The new model of pensions provision would be a compromise option, somewhere between defined benefit and defined contribution, sharing risk more evenly and designed to lead to a better outcome for future pensioners.
Webb is exploring risk-sharing concepts found elsewhere in Europe. Among other ideas, he will consider the “cash balance” scheme, popular in the US, where a company provides a guaranteed pension but the employee bears the risk of how much of a pension that pot will buy.
Webb hinted that the government may somehow incentivise firms to take on more risk: “I am hearing increasingly that firms would be interested in doing more risk-sharing if they had greater encouragement to take on risk.”
What does this mean for trustees?
Eagle-eyed trustees will realise that Webb’s statement is not news in itself. A ‘third way’ between defined benefit and defined contribution is widely seen as a necessity in the industry, and Webb has championed the notion in recent months.
As we already know, the government will launch a consultation later this year into reinvigorating workplace pension provision.It is well documented that most defined contribution pension schemes will not give savers an adequate income.
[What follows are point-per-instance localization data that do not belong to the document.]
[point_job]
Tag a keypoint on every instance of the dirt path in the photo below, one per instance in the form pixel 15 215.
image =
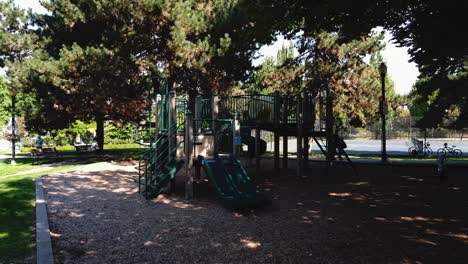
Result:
pixel 97 216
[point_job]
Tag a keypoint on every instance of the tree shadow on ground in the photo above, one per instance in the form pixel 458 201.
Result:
pixel 383 216
pixel 16 220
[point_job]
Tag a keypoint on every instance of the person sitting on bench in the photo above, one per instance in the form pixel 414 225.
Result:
pixel 39 142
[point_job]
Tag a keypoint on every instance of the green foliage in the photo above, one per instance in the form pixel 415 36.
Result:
pixel 337 66
pixel 118 134
pixel 5 103
pixel 282 74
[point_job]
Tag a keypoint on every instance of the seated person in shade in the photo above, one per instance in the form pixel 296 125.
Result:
pixel 39 142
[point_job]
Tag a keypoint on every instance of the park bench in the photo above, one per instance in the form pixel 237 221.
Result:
pixel 83 148
pixel 38 154
pixel 418 144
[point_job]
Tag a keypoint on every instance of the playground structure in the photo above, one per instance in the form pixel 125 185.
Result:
pixel 191 133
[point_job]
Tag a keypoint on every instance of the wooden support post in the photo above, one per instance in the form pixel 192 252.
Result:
pixel 188 155
pixel 307 125
pixel 214 117
pixel 198 113
pixel 157 117
pixel 276 120
pixel 172 120
pixel 157 120
pixel 331 144
pixel 285 138
pixel 257 148
pixel 172 130
pixel 299 119
pixel 237 141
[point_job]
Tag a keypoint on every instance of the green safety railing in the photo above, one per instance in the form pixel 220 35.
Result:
pixel 156 158
pixel 252 108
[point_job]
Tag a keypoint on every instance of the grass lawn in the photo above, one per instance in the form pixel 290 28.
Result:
pixel 21 165
pixel 17 214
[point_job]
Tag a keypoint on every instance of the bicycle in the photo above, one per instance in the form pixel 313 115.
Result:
pixel 449 150
pixel 419 147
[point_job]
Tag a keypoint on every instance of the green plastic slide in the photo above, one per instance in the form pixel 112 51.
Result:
pixel 232 183
pixel 164 178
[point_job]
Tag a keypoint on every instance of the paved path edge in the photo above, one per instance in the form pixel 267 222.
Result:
pixel 43 242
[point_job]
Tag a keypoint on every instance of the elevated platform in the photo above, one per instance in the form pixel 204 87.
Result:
pixel 290 130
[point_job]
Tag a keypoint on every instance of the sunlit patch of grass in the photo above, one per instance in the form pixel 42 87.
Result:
pixel 17 215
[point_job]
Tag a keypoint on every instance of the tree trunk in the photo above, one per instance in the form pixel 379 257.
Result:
pixel 100 130
pixel 329 126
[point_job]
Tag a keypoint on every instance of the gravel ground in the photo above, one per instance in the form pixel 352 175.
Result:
pixel 386 215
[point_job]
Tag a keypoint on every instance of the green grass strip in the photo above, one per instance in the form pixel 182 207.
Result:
pixel 17 195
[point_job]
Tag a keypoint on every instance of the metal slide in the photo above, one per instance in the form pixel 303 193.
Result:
pixel 232 183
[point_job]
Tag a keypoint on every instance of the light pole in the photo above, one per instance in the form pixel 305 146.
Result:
pixel 13 130
pixel 383 105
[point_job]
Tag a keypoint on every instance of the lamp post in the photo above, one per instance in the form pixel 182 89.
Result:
pixel 383 73
pixel 13 130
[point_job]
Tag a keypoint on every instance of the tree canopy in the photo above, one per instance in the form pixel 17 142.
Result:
pixel 92 58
It is also increasingly accepted that defined benefit schemes are on their way out.
By introducing a compromise option, Webb is trying to improve future pension provision. A predictable pension which steers employees towards a tangible retirement outcome can only be positive for employers and trustees of defined benefit schemes, which are notorious for their utter unpredictability.
However, Sarah Smart, chair of trustees for the Pensions Trust has voiced concern that Webb’s move could widen the pensions gap: “Much of what has been discussed would still leave schemes technically as defined benefit and therefore would be impractical for multi-employer schemes and smaller employers – and the last thing we would want is a widening in the ‘pensions apartheid’.”
Convincing employers who have recently introduced defined contribution schemes that changing the rules of the game is a good idea may be an uphill battle. Defined ambition schemes are likely to entail the employer taking on a bigger share of the risk; many employers, with the recent expensive memory of defined benefit schemes at the forefront of their minds, may be disinclined to do this unless the government offers them a serious incentive.
At least in the short term, Webb’s Telegraph piece will not have any immediate repercussions for trustees, but it’s worth monitoring developments on this subject as it may have wide-ranging implications for pensions provision in the UK.
The government will launch a consultation later this year into reinvigorating workplace pension provision. These issues will be discussed further in that consultation paper.
“We’ve had such a substantial shift, it’s almost from black to white, from employer takes on risk to employee takes on risk. There have been no shades of grey in between. We could see a cycle where we move from DB to DC, start moving back towards some version of DB, before people realise it’s unaffordable and start moving back towards DC! That could be the cycle that we see happen over the next couple of generations,” predicts Britt Hoffmann, head of DC at P-Solve.